NEW YORK (CNNMoney) — When she was growing up in Alabama, Martina Edwards’ family saw Wall Street as more of an idea than a place.
“I had no one in my family who had been to Wall Street — who had even been to New York” she said.
Then she linked up with Scholars for Educational Opportunity (SEO), an organization that strives to increase diversity in investment banking and other parts of corporate America. She landed an investment banking internship at Merrill Lynch, where she went to work on the trading floor for several years.
“It was because of that exposure to the program that the trajectory of my life and my whole career changed,” she said.
Now, she’s trying to help extend the same opportunities to other people of color and women by heading up SEO’s Alternative Investments Fellowship Program. It started five years ago with the backing of private equity giants KKR and TPG Capital.
Numbers on diversity in private equity are hard to come by, but the general consensus from observers and participants is that black, Hispanic and Native American representation in the “PE” world looks nothing like it does in the rest of the country.
Breaking into finance: Alvaro, a private equity analyst who did not want to be named because his firm maintains strict privacy controls, participated in SEO’s program three years ago. He was always keen on business growing up Colombia, and his interests honed in on finance when he moved to the U.S. to attend Indiana University.
While many of his peers went found jobs in the Midwest, working in New York was his dream.
SEO helped him get started on Wall Street, and he stayed in touch with people in the program and got involved in its alternative investments program. The fellows spend weekends learning financial modeling and other skills they will need.
The extra training added five to 10 hours to work weeks that were already 90 hours long, but he said being surrounded with other young professionals from underrepresented backgrounds made up for it.
“It was very, very encouraging,” he said. “What you notice is that a lot of the kids you’re around have had to work harder than their peers.”
A standout moment was hearing Henry Kravis, a KKR co-founder and SEO’s board chairman, speak to the fellows.
“He looks very intimidating and he speaks very hard,” Alvaro said, chuckling at the memory. “It helped me realize how little I knew and how much I had to learn before I played in the big leagues.”
Recruiting diverse talent: Yokasta Segura-Baez, who heads North American marketing and client relations for Pantheon Partners, said the lack of private equity diversity stuck out to her when she started in the industry nine years ago.
“I was always curious why there weren’t more people like me,” she said.
When she got to Pantheon, she pushed to expand the company’s diversity efforts, which led to a partnership with SEO in 2012 (it’s separate from the fellowship program).
Pantheon just finished hosting its third undergraduate intern. She said the students coming to Pantheon for the summer would be the first in their families to go into finance and give the firm a window into different ways of looking at investing.

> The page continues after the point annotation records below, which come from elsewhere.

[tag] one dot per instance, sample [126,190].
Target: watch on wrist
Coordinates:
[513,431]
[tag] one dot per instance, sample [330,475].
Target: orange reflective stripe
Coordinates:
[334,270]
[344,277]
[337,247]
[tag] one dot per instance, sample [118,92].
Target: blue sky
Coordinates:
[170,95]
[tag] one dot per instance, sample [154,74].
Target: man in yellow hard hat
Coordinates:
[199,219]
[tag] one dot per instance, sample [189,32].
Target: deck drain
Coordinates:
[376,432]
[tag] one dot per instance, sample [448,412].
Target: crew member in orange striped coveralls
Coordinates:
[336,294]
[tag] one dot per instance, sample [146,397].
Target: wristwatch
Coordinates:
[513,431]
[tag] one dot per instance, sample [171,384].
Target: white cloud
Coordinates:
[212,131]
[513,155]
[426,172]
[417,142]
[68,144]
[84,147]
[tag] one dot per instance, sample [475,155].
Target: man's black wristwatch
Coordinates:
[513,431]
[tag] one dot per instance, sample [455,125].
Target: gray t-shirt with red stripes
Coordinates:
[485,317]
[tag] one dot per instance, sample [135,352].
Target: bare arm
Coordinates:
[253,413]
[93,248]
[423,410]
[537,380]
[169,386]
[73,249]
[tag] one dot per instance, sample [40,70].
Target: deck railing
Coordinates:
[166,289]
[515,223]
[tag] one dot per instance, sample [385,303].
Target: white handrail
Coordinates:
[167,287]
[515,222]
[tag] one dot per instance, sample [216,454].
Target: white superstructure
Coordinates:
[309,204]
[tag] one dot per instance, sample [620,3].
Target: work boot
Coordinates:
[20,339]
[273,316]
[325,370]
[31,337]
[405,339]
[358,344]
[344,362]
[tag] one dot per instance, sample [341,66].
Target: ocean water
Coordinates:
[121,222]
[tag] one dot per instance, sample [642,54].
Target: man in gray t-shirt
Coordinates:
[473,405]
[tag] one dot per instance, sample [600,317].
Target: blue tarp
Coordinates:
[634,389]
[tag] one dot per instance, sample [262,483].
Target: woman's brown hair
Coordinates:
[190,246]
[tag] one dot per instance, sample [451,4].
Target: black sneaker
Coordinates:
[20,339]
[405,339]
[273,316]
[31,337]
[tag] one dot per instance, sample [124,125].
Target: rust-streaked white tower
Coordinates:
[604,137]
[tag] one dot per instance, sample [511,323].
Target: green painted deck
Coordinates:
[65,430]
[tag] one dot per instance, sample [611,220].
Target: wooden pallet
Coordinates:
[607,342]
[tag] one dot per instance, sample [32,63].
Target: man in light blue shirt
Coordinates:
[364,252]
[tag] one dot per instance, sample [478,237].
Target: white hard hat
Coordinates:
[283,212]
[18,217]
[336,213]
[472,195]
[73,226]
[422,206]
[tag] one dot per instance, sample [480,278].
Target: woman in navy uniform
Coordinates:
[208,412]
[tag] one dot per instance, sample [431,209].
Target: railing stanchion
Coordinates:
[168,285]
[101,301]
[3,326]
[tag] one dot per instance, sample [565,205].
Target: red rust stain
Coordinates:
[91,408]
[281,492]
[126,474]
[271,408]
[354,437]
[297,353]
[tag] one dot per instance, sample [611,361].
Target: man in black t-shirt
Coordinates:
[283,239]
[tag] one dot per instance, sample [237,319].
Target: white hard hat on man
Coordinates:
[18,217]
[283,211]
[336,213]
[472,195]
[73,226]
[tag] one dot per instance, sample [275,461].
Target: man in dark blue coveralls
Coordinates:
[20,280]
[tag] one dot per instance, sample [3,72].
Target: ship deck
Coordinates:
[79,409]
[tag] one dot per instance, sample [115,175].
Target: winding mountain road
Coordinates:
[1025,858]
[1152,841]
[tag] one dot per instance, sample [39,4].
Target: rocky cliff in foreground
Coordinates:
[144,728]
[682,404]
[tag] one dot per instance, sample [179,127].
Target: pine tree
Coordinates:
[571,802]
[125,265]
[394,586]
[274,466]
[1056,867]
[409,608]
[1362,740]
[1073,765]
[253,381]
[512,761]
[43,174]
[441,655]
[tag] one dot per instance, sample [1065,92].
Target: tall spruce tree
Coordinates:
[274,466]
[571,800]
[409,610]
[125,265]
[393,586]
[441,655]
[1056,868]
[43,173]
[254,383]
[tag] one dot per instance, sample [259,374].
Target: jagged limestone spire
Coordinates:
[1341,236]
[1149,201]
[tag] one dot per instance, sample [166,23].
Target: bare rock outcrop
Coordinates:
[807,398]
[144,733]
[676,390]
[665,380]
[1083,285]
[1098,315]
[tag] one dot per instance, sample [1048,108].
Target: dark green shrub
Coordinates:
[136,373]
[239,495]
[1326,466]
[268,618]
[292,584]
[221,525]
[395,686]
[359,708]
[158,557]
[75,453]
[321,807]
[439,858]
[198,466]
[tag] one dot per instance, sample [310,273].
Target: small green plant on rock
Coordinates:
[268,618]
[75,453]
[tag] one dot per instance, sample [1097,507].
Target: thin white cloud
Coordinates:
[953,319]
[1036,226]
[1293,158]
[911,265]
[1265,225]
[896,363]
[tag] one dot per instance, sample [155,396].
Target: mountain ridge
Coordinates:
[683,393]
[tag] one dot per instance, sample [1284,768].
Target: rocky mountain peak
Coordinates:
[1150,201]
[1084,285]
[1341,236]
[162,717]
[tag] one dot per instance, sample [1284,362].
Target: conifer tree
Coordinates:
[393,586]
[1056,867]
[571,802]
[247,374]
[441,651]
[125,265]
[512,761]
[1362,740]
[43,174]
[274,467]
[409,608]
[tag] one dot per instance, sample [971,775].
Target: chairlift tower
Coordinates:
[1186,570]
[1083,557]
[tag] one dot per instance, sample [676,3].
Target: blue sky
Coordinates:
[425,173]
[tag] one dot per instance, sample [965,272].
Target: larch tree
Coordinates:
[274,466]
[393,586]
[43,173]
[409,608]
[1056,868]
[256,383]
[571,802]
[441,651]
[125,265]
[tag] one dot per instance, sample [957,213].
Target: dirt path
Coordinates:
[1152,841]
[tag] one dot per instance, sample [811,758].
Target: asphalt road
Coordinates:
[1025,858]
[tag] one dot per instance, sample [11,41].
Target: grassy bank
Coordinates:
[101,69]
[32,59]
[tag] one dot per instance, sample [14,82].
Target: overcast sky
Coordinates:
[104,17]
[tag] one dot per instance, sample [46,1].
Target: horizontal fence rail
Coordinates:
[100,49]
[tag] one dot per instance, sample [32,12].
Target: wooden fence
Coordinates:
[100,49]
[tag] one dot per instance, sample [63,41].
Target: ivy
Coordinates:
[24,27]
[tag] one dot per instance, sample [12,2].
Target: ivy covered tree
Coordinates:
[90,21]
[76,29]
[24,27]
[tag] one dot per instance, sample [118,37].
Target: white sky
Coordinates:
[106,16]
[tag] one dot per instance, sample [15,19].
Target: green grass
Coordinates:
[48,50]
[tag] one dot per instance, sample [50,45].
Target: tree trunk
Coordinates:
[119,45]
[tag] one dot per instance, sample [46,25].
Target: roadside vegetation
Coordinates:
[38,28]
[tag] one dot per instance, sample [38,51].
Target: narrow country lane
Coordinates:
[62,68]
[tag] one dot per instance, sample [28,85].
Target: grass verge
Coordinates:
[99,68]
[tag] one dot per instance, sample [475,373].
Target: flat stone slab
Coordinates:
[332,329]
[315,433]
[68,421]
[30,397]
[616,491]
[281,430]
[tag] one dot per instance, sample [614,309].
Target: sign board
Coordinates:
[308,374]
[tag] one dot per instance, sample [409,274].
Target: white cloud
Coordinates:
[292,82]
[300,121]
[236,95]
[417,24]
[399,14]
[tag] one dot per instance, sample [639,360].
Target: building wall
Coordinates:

Increasing private equity awareness and interest among minority students is a simple step towards solving a pervasive problem, she said.
“It should be normal for a core private equity fund to have people from all over the world, all different backgrounds,” she said.
Fighting the stigmas: There isn’t often much patience on Wall Street for moral arguments about the importance of having diverse workforces, even though there is evidence that diversity can help returns.
Alvaro remembers hearing whispers and comments from colleagues that the help SEO gave him toward an investment banking gig was “special treatment,” though the chatter died down when he moved to private equity.
“There will always be people who think like that,” he said dismissively.
To him, the program isn’t about wanton handouts, but smoothing the path for those most willing and able to step into a void.
“It’s no secret that often minorities find themselves in disadvantaged situations,” he said. “The only way I see to overcome those disadvantages is hard work.”